February 14, 2020 Tame Impala – The Slow Rush (Album Review)
One of the more interesting acts to emerge in the 2010s Indie Rock scene is the psychedelic music project Tame Impala. Although not actually a band, but rather an individual artist, conceived in Perth, Australia, back in 2007 by the Multi-instrumentalist Kevin Parker, Tame Impala has managed to persevere over time.
Yes, during live performances, Tame Impala employs session players; but in the studio, Parker does everything singlehandedly – from vocals and all instruments to the production. A unique project, Parker has released four studio LPs as Tame Impala to boast of, from 2010’s Innerspeaker to the newest offering, The Slow Rush.
A follow-up to 2015’s Grammy nominated and critically-acclaimed Currents, The Slow Rush hit the public on Friday, February 14th, 2020 via Interscope.
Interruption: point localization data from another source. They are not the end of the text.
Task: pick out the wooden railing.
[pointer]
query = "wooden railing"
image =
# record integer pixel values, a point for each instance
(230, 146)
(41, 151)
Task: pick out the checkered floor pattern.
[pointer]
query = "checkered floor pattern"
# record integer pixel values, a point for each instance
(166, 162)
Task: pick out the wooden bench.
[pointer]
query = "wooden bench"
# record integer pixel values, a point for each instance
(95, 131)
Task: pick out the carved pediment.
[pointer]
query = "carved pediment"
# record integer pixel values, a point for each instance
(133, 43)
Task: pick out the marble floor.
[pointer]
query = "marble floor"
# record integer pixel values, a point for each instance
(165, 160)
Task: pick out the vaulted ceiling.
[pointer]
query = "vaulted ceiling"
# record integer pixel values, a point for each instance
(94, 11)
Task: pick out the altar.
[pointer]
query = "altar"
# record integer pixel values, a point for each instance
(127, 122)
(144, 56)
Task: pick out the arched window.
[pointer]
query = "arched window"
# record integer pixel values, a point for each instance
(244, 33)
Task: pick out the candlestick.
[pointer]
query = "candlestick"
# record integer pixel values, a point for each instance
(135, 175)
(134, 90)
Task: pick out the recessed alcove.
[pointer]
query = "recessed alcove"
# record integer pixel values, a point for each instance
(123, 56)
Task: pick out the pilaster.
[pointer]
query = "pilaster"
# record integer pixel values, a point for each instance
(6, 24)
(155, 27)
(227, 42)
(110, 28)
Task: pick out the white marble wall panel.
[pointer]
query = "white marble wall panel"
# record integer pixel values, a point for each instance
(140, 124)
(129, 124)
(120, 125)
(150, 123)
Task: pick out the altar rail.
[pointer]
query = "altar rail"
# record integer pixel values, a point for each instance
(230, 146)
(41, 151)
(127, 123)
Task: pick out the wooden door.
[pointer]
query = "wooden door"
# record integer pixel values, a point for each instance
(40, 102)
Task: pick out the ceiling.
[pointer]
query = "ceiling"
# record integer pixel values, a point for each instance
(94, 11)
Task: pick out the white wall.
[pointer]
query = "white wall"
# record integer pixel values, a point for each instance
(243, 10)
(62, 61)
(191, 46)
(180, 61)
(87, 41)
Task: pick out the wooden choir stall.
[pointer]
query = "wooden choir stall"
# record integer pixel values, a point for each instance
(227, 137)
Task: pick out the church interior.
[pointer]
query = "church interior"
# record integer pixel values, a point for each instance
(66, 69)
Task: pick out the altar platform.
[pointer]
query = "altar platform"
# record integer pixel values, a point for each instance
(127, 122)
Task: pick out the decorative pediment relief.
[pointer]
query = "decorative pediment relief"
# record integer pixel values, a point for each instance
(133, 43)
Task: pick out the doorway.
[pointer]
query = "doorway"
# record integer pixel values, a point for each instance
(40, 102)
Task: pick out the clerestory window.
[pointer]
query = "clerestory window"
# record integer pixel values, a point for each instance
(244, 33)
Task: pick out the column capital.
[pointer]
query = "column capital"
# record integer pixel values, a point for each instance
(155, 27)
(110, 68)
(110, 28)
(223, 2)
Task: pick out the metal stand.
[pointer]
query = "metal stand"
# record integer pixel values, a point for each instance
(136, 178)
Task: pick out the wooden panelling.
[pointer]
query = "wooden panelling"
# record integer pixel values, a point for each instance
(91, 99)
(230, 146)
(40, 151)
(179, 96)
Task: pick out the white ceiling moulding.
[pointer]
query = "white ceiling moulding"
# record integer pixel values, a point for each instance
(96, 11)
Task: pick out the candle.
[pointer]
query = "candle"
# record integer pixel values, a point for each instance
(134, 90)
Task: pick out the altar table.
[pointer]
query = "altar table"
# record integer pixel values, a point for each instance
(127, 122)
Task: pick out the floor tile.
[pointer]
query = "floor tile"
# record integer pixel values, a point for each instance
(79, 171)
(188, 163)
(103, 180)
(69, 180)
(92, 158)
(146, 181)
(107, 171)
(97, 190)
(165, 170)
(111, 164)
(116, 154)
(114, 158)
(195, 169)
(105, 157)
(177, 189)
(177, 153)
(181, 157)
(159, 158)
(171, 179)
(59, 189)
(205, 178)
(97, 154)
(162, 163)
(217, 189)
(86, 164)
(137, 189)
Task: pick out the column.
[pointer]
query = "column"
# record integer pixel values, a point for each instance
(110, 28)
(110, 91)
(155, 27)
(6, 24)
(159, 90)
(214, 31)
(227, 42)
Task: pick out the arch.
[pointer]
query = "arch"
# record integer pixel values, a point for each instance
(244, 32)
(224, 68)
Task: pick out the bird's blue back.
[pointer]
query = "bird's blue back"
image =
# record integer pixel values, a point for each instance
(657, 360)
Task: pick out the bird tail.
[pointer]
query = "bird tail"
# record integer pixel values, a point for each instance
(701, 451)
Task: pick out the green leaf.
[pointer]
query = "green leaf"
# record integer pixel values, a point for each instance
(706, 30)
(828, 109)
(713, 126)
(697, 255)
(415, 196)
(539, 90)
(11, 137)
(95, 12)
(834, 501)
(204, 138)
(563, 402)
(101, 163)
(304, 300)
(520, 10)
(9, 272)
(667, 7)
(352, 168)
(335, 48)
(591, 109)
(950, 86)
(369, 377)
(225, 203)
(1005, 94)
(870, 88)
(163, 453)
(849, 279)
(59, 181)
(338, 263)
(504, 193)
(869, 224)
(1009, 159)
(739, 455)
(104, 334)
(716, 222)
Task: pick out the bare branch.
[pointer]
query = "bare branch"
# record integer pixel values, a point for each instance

Consisting of 12 songs at just under an hour of music and, of course, produced by Parker himself, The Slow Rush opens with the tranquilizing, flickering flight of “One More Year.” From here it shifts suddenly to the mirrorball Disco, sensual swing and stomp of “Instant Destiny” before the single “Borderline.”
The mood then drops yet again with the melodramatic Trance-worthy track “Posthumous Forgiveness” before exuding a Trip Hop, dirge-like sentiment akin to Portishead’s “Sour Times” and Massive Attack’s “Teardrop.” This is something which is aptly emotional, for it is Parker’s “reckoning with his deceased father and a cathartic rumination of their complicated relationship.”
Moving along, “Breathe Deeper” then confidently bounces out of the loudspeakers in a subtle loop, whereas “Tomorrow’s Dust” crawls smoothly with its catchy guitar plucks; the initiated will hear glittery and textured echoes of Arcade Fire’s “Everything Now.” Tame Impala then treats the listener once again with the mind-numbing soundscape and lovelorn croon of “On Track.” This is then followed by the latest single, “Lost in Yesterday,” a slide to the slick surrealism of Sophistipop before the funk and groove of “Is It True?”
Yet another relaxing track plays next in the form of the synth angularity of “It Might Be Time.” However, the adrenaline then rushes onto the dance-floor with the shimmering and hypnotic flare of “Glimmer.” Finally, Tame Impala closes The Slow Rush with the ’80s Synthpop/Dreampop combo of “One More Hour.”
In the often guitar-oriented Indie Rock scene, Tame Impala’s latest offering is indeed a breeze of synth air and a perfectly tame alternative to a usually angst-driven Rock album. That is why Cryptic Rock gives The Slow Rush 4 out of 5 stars.